En ocasiones, los mapuches eran
conscientes del impulso agresivo de sus enemigos, y se retiraban: "Los
bárbaros, según su costumbre, no querían empeñar combate con fuerzas compactas
de los españoles, y se dispersaban en fuga en todas direcciones, yendo a
refugiarse de forma numerosa en las famosas ciénagas de Purén y de Lumaco,
donde en tantas ocasiones se habían escapado de la persecución de sus enemigos.
Ribera, sin temer ninguna dificultad, mandó que los indios amigos cubriesen los
pantanos con fajina (montones de ramas), y, haciendo avanzar su
infantería, obligó a los bárbaros a abandonar sus posiciones y a continuar su
fuga y su dispersión. Si en estas jornadas no consiguió hacer al enemigo daños
más considerables, logró al menos rescatar a veintiséis cautivos, muchos de
ellos apresados en la Imperial, en Valdivia y en Villarrica (su situación
tenía que ser tremenda)". Alonso de Ribera informó lo siguiente:
"Recibió el enemigo en esta entrada mucho daño en sus provisiones y
ganados, porque se quemaron más de seiscientos ranchos, en los que tenían gran
cantidad de comidas. En sus personas se les hizo poco, porque no se mataron más
que seis o siete, ya que estos huyen
fácilmente cuando les conviene, y tienen la tierra tan en su favor, que, aunque de nuestra parte
se hicieren todos los esfuerzos posibles, no hay forma de conseguir más de lo
que digo".
(Imagen) Todo se iba a ir complicando,
pero el gobernador Ribera se empeñaba en ver síntomas de mejora: "Creía
que los indios habrían escarmentado con los castigos que sufrieron, pero, en
marzo de 1604, mientras él estaba de campaña en Purén, los mismos nativos caían
por sorpresa sobre los españoles en Hualqui y repetían las habituales depredaciones.
Dieron muerte a los españoles y a los indios amigos que encontraron en su
camino, y apresaron a muchos otros para llevarlos cautivos. 'En esto echará de
ver Vuestra Majestad, decía Ribera en una carta, cuán bravos son estos indios.

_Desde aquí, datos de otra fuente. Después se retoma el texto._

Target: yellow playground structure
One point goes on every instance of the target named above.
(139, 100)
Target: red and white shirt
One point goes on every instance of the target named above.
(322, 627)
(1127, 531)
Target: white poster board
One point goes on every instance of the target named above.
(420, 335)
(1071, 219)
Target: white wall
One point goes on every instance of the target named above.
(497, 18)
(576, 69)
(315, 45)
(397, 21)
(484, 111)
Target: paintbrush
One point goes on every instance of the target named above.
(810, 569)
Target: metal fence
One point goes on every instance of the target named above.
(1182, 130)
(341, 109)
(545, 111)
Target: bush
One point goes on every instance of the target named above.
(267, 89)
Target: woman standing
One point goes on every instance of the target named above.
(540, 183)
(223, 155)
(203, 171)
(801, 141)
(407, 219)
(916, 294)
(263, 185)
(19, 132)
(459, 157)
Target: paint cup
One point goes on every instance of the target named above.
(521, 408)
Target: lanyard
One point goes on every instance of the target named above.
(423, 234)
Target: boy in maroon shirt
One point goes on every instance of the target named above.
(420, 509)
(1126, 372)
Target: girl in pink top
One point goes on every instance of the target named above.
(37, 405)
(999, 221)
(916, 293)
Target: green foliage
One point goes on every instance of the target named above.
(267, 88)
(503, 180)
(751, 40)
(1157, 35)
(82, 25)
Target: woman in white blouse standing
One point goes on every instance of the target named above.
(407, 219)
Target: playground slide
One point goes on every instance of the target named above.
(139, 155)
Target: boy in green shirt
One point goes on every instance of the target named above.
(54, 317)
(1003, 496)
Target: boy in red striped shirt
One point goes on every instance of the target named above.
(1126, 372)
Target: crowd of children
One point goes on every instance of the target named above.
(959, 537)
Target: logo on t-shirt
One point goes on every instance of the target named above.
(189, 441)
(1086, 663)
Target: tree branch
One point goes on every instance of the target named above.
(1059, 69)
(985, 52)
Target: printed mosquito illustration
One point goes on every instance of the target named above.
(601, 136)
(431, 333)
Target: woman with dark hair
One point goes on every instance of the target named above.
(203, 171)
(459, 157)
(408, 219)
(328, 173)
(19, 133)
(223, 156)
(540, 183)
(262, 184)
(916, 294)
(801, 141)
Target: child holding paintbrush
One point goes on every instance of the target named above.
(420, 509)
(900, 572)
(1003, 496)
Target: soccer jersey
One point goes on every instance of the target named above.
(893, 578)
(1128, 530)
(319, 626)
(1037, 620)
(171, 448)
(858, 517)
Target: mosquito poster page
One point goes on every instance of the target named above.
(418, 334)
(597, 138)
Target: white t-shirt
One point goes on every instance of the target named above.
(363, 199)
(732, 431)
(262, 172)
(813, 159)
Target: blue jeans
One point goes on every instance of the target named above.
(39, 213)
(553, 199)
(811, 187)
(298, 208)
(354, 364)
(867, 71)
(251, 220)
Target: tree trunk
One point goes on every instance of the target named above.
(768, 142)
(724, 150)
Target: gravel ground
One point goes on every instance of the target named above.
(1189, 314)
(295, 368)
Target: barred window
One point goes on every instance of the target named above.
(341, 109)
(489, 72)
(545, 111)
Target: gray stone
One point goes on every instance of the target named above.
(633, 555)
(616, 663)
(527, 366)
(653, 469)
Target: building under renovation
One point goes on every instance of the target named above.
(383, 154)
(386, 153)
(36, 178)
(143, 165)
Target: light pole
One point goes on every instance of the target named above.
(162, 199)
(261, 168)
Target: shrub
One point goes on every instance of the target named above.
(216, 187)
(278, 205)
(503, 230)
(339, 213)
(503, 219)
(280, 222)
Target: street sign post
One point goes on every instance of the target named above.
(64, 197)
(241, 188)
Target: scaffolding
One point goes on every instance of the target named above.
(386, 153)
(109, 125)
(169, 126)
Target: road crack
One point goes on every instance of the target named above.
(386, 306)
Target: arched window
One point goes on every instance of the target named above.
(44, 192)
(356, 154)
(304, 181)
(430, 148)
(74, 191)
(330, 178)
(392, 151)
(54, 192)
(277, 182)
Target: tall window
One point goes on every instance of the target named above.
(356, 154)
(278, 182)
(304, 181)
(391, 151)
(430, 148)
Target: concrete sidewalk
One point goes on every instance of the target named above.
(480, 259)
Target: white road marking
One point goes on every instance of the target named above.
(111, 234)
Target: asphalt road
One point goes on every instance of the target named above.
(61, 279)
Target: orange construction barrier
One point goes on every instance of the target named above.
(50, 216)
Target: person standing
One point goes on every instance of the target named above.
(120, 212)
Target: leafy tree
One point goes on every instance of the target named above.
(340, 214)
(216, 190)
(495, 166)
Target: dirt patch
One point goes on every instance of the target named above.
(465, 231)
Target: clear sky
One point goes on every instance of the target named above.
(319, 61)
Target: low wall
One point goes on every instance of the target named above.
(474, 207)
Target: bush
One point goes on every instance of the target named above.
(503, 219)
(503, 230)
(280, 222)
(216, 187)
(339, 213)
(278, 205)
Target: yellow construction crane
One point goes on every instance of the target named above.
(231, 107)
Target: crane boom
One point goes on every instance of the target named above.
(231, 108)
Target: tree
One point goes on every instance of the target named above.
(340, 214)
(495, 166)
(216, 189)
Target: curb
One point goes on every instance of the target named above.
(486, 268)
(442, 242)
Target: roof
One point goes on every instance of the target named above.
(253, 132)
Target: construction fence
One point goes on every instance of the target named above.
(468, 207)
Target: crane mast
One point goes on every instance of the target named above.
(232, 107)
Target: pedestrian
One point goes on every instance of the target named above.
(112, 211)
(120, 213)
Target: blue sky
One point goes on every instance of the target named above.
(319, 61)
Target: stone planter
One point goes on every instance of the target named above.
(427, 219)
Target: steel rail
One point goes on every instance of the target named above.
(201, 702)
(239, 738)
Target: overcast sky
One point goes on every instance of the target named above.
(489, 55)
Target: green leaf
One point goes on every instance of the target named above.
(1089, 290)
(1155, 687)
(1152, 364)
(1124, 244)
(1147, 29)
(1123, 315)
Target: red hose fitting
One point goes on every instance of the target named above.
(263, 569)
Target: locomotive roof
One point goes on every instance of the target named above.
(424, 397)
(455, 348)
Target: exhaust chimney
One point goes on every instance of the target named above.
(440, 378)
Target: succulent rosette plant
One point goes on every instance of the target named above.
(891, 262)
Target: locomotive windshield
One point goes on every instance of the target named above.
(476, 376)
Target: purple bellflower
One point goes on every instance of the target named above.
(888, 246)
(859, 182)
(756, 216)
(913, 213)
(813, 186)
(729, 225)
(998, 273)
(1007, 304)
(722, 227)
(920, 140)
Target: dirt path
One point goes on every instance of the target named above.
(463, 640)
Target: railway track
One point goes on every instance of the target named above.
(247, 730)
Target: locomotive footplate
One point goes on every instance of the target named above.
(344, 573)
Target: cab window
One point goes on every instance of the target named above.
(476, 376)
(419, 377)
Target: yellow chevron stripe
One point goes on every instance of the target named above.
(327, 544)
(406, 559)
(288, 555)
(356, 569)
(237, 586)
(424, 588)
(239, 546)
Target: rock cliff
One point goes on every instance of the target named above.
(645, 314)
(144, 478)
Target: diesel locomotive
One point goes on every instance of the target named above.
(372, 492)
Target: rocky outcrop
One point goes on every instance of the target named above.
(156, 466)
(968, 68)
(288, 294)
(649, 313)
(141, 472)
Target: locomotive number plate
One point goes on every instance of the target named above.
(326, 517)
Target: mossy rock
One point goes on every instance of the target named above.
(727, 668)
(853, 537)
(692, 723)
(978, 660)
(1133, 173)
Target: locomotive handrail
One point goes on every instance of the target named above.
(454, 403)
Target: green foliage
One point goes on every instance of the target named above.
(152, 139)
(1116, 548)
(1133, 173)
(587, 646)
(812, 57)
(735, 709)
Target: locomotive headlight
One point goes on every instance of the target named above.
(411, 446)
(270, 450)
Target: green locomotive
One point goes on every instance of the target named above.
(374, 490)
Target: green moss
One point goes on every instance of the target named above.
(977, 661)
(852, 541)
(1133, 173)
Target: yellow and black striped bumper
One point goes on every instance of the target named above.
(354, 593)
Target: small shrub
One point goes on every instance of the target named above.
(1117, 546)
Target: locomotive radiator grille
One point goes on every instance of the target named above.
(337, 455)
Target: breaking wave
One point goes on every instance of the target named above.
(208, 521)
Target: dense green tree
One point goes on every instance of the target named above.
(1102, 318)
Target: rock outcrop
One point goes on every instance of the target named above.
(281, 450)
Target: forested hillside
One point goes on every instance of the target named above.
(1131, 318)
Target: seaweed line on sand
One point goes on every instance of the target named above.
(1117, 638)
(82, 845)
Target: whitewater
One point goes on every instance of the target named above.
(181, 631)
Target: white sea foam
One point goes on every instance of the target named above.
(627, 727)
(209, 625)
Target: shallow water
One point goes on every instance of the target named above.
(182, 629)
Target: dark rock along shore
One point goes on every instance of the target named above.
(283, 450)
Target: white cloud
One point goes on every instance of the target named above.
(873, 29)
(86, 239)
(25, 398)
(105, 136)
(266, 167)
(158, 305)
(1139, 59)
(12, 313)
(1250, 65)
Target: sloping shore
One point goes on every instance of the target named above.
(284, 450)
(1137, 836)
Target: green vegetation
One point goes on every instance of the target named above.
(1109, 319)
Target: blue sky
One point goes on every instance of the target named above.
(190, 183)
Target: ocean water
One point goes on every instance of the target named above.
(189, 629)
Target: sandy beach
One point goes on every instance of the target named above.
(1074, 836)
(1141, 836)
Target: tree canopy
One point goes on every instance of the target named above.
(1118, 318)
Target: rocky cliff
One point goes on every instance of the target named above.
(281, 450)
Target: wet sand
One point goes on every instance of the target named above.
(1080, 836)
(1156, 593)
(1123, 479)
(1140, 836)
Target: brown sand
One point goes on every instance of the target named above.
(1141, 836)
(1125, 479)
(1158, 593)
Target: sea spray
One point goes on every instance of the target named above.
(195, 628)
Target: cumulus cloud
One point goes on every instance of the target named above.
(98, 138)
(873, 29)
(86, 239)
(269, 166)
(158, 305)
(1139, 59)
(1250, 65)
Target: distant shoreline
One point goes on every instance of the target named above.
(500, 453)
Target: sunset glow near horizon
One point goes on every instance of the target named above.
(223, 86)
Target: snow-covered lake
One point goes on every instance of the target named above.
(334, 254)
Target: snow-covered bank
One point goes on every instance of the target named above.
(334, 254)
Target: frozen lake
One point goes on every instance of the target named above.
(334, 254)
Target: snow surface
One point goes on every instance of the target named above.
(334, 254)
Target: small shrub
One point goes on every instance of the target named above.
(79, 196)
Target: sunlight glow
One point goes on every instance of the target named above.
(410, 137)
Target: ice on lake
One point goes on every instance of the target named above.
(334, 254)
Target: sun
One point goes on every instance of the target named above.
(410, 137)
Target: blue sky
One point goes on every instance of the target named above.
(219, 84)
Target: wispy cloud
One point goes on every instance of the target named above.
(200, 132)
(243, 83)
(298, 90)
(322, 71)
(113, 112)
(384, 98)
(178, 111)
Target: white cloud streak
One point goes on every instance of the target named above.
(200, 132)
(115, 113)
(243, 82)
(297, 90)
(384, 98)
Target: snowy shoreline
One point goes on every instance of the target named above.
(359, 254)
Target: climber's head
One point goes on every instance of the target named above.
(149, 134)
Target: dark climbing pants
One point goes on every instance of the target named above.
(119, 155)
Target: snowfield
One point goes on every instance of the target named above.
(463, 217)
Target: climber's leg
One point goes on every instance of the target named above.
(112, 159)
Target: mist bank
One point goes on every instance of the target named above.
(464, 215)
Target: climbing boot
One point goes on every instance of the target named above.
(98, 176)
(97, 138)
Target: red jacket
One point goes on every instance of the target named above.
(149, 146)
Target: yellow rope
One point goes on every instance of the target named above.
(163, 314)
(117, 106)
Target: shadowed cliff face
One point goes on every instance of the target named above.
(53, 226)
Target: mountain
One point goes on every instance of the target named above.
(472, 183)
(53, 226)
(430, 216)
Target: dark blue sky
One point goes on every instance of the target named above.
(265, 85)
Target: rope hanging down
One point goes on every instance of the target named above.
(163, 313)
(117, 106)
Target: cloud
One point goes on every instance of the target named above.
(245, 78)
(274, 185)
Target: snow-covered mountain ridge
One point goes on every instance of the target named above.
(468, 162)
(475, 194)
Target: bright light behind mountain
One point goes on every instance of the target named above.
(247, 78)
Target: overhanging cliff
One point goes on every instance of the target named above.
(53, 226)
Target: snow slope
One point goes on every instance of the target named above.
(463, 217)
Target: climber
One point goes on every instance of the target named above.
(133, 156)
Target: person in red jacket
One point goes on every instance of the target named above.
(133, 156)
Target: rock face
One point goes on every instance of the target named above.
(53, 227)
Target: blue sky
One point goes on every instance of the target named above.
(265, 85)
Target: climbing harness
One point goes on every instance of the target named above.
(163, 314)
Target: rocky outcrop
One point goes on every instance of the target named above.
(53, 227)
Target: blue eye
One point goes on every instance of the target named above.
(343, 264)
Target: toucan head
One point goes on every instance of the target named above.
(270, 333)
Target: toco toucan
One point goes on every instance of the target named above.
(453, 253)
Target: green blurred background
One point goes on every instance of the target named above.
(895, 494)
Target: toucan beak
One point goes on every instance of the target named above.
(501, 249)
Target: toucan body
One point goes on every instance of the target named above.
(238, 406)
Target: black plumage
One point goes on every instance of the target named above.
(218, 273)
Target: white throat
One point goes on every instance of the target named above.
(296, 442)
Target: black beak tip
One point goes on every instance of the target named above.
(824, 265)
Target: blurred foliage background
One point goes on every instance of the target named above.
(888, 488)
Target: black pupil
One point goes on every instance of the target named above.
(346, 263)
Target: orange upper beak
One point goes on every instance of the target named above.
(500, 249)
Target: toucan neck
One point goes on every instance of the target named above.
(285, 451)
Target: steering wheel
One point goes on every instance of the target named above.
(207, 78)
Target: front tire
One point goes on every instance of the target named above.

Ocurre también que les ayuda mucho el hecho de ser tan grandes traidores los
indios de paz, que ningún secreto hay en nuestra tierra que no se lo
comuniquen. Pero no se les castiga, porque sería menester ahorcar a casi todos
los indios de la frontera. Y, además, todo
esto se les sufre porque nos ayudan en lo que es la guerra, y porque nuestra
principal intención es someterlos al servicio de Vuestra Majestad y a la santa
fe católica, cosa que ellos toman tan de burla, que es grandísima lástima, y, a
mi entender, no se salvará ninguno (en el más allá), excepto los niños
que mueren bautizados en la edad de la inocencia'. Estas palabras del
Gobernador muestran el carácter especial de aquella guerra interminable, y la
inutilidad de los esfuerzos que se habían hecho para convertir a los indios a
la religión cristiana". El Gobernador quedó decepcionado, y tuvo que
repetir la campaña: "Estas hostilidades de los indios obligaron a Ribera a
volver con sus tropas a los mismos lugares en que había luchado tres meses antes.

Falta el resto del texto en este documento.